Und wer Öffnung ernst nimmt, wird sich und anderen Raum geben für das Unbekannte, das Ungewisse, das Überraschende, das Experiment, das Abenteuer. Diese Öffnung in Richtung Phantasie muss durch uns hindurchgehen, um am anderen Ende die Sprache zu finden, die sich gegen den bestehenden Diskurs wendet. Phantasie und Widerstand gehören zusammen. Das Hasenloch, das uns ins Wunderland führt, liegt nicht am beschilderten Weg, der sich im Status Quo verliert. Es sind die Brüche in der Oberfläche, die zufällige Irritation in einer glatten Welt, die uns vom Erwarteten zum Unerwarteten führt.
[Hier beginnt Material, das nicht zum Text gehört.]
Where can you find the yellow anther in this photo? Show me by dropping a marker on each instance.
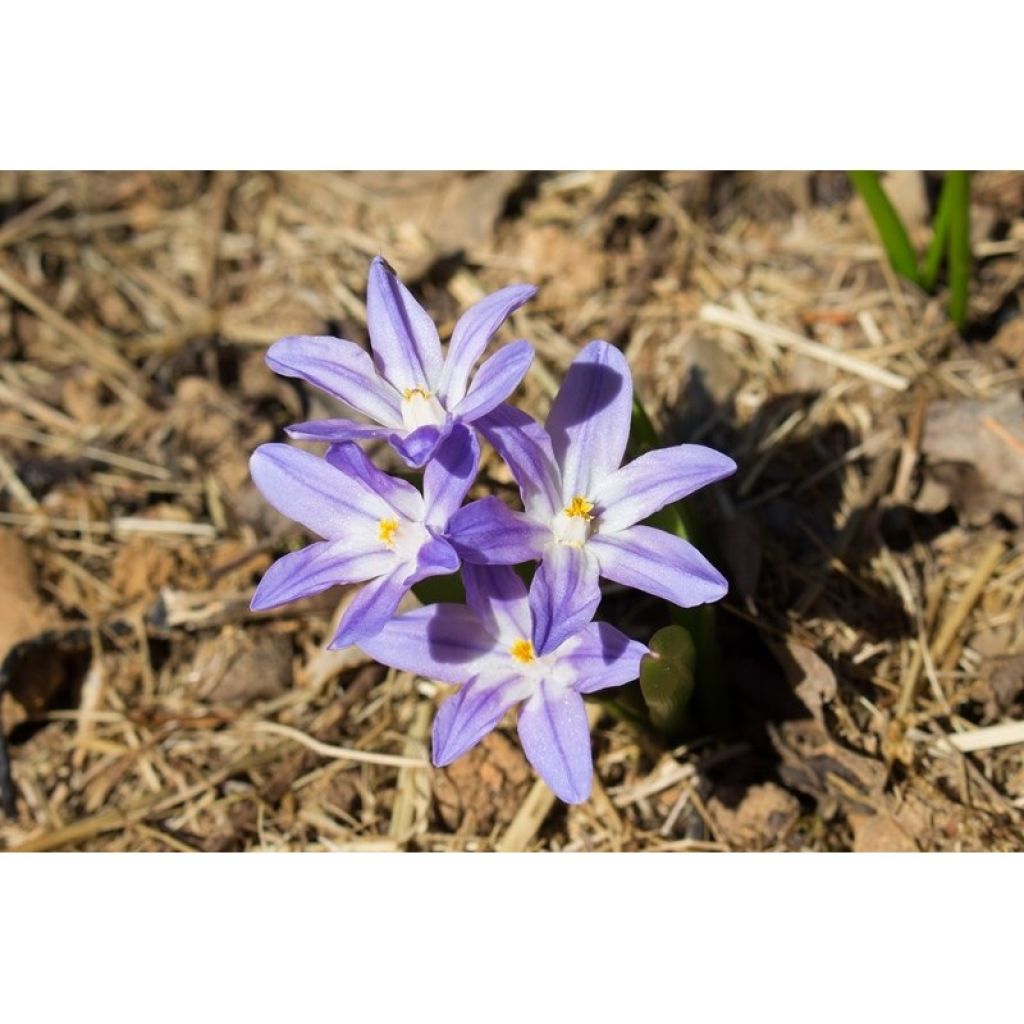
(386, 529)
(580, 508)
(522, 650)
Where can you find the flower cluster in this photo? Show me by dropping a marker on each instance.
(581, 520)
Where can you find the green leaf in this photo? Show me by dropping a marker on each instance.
(667, 678)
(890, 227)
(440, 590)
(958, 185)
(937, 247)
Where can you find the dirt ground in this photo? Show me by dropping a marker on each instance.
(873, 535)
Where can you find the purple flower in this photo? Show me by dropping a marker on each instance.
(583, 507)
(377, 528)
(491, 648)
(414, 392)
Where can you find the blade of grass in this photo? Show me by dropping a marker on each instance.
(937, 248)
(890, 227)
(958, 183)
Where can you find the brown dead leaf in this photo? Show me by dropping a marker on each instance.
(976, 451)
(484, 787)
(237, 667)
(140, 568)
(24, 615)
(879, 834)
(764, 815)
(24, 612)
(811, 678)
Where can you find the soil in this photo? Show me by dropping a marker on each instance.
(873, 536)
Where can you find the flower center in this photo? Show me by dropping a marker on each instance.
(522, 651)
(420, 409)
(572, 524)
(580, 508)
(386, 530)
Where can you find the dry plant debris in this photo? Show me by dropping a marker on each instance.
(875, 631)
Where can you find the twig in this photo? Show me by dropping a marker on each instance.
(327, 751)
(721, 316)
(1004, 734)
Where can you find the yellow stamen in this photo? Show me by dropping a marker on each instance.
(386, 529)
(522, 650)
(580, 508)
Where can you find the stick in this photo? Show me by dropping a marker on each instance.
(721, 316)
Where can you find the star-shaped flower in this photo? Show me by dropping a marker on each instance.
(491, 647)
(377, 529)
(409, 388)
(583, 508)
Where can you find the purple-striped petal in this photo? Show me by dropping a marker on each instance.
(475, 328)
(439, 641)
(313, 569)
(496, 380)
(525, 448)
(499, 600)
(336, 431)
(466, 718)
(407, 349)
(650, 482)
(418, 446)
(555, 738)
(317, 496)
(399, 494)
(488, 532)
(339, 368)
(658, 563)
(564, 595)
(436, 557)
(599, 655)
(589, 422)
(450, 474)
(372, 607)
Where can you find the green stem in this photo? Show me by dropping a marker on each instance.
(940, 232)
(958, 184)
(890, 227)
(681, 519)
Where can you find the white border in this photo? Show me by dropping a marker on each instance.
(536, 84)
(582, 937)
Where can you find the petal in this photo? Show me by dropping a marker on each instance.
(496, 380)
(341, 369)
(500, 603)
(436, 557)
(372, 607)
(564, 595)
(317, 496)
(450, 474)
(658, 563)
(475, 328)
(599, 655)
(650, 482)
(525, 448)
(313, 569)
(418, 446)
(555, 737)
(589, 422)
(407, 349)
(335, 431)
(488, 532)
(399, 494)
(466, 718)
(440, 641)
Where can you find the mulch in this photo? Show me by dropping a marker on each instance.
(873, 536)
Das Neue wird ein Beben sein

Und dabei drehen wir uns um uns selbst. Formen uns, indem wir Form geben. Gestalten uns neu, indem wir gestalten. Gewissheit ist dabei der schlechteste Berater. Wer vorher weiß, was herauskommen soll, kann zuhause bleiben. So beginnt Kreativität, indem wir aussteigen. Aus unseren täglichen Geschäftigkeiten. Und auf die Bremse steigen. Bis wir anhalten und hören und sehen. Und darauf warten, dass uns Hören und Sehen vergeht. Da geht es nicht um Innovation. Da geht es um die Bedingungen der Möglichkeit von Imagination oder Vorstellungskraft, die eine Art geheime Quelle für Ideen ist. Um einen Ort, wo sich der Riss öffnet und das Licht des metaphorischen Raums eintritt.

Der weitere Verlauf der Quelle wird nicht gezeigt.